Nature et Composition du régime de Trump

Comme nous l’avons vu, la résistance populaire qui a éclatée le 21 janvier couvait depuis longtemps. Elle aura fort à faire devant des adversaires proto-fascistes derrière Trump : puissants, sans scrupules et déterminés. Ce qui a réveillé la peur et la colère de millions d’Américains qui ne l’ont pas pris trop au sérieux est le caractère ahurissant des ministres que le Président-élu, du haut de sa Tour sur la Ve Avenue, avait recrutés pour diriger les ministères de son gouvernement.

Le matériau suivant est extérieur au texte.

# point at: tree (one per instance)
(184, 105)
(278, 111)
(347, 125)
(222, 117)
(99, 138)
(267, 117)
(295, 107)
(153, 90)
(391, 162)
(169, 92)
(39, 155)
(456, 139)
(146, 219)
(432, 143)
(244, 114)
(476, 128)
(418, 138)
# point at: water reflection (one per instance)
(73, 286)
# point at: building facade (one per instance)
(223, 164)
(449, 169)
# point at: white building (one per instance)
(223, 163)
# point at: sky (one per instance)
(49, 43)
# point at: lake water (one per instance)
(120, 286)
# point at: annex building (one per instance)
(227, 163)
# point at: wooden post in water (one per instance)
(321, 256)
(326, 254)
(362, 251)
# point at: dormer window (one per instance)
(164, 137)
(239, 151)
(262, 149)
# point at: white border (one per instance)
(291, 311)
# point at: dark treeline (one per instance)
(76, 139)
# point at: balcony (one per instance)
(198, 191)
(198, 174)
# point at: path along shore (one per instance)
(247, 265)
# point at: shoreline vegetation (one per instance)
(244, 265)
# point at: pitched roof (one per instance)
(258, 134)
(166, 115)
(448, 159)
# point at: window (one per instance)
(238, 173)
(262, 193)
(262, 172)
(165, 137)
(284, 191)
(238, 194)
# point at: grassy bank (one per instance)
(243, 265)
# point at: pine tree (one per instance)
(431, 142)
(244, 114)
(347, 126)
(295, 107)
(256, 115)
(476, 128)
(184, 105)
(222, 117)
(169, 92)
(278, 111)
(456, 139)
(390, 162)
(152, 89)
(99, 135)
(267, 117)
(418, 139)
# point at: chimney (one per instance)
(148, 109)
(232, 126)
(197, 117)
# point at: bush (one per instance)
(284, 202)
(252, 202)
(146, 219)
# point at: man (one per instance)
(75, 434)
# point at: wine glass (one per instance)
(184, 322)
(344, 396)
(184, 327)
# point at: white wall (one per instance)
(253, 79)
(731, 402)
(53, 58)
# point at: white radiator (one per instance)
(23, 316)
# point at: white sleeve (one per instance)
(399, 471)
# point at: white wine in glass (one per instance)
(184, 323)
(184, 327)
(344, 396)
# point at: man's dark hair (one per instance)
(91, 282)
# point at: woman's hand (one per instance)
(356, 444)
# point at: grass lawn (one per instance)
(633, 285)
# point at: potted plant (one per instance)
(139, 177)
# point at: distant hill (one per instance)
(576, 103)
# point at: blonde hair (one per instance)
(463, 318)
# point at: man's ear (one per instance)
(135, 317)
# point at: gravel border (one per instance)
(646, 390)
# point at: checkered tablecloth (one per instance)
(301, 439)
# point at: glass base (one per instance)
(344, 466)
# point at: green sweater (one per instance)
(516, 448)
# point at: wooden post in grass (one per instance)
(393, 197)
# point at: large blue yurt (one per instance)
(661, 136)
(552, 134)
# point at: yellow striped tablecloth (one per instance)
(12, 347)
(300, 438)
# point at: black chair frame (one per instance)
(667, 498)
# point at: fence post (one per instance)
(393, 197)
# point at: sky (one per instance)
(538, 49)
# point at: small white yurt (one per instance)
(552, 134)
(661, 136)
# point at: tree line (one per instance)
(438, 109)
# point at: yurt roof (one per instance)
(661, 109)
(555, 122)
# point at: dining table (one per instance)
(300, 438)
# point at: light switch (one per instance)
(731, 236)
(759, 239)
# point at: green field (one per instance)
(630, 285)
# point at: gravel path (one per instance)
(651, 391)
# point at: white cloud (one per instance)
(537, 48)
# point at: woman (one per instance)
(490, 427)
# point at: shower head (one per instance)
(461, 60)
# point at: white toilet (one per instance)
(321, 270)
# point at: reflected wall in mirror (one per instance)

En effet, le PDG star de L’Apprenti avait rassemblé autour de lui une bande d’extrémistes de droite composée de millionnaires et milliardaires (dont quatre associés avec Goldman-Sachs), certains sans aucune expérience gouvernementale, plus quatre généraux (un record), le tout complété par ses copains et les membres de sa famille (et ses entreprises familiales, dont Trump n’a pas voulu révéler l’étendue internationale). C’est le gouvernement le plus riche de l’histoire des Etats-Unis. Tous blancs.

On comprendra alors qu’il s’agit d’une rupture abrupte avec le status quo du néolibéralisme mondialiste de l’ère Clinton-Bush-Obama-Union Européenne. Nous entrons aujourd’hui dans l’ère du « capitalisme de copinage » nationaliste et autoritaire. Qu’est-ce que le capitalisme de copinage ? Au contraire du consensus capitaliste « démocratique » autour d’un gouvernement parlementaire, il s’agit d’un pouvoir autoritaire d’un chef charismatique entouré de « copains » – favoris et clients avec lesquels le « boss » a des liens financiers et dont les intérêts personnels priment sur ceux de la nation.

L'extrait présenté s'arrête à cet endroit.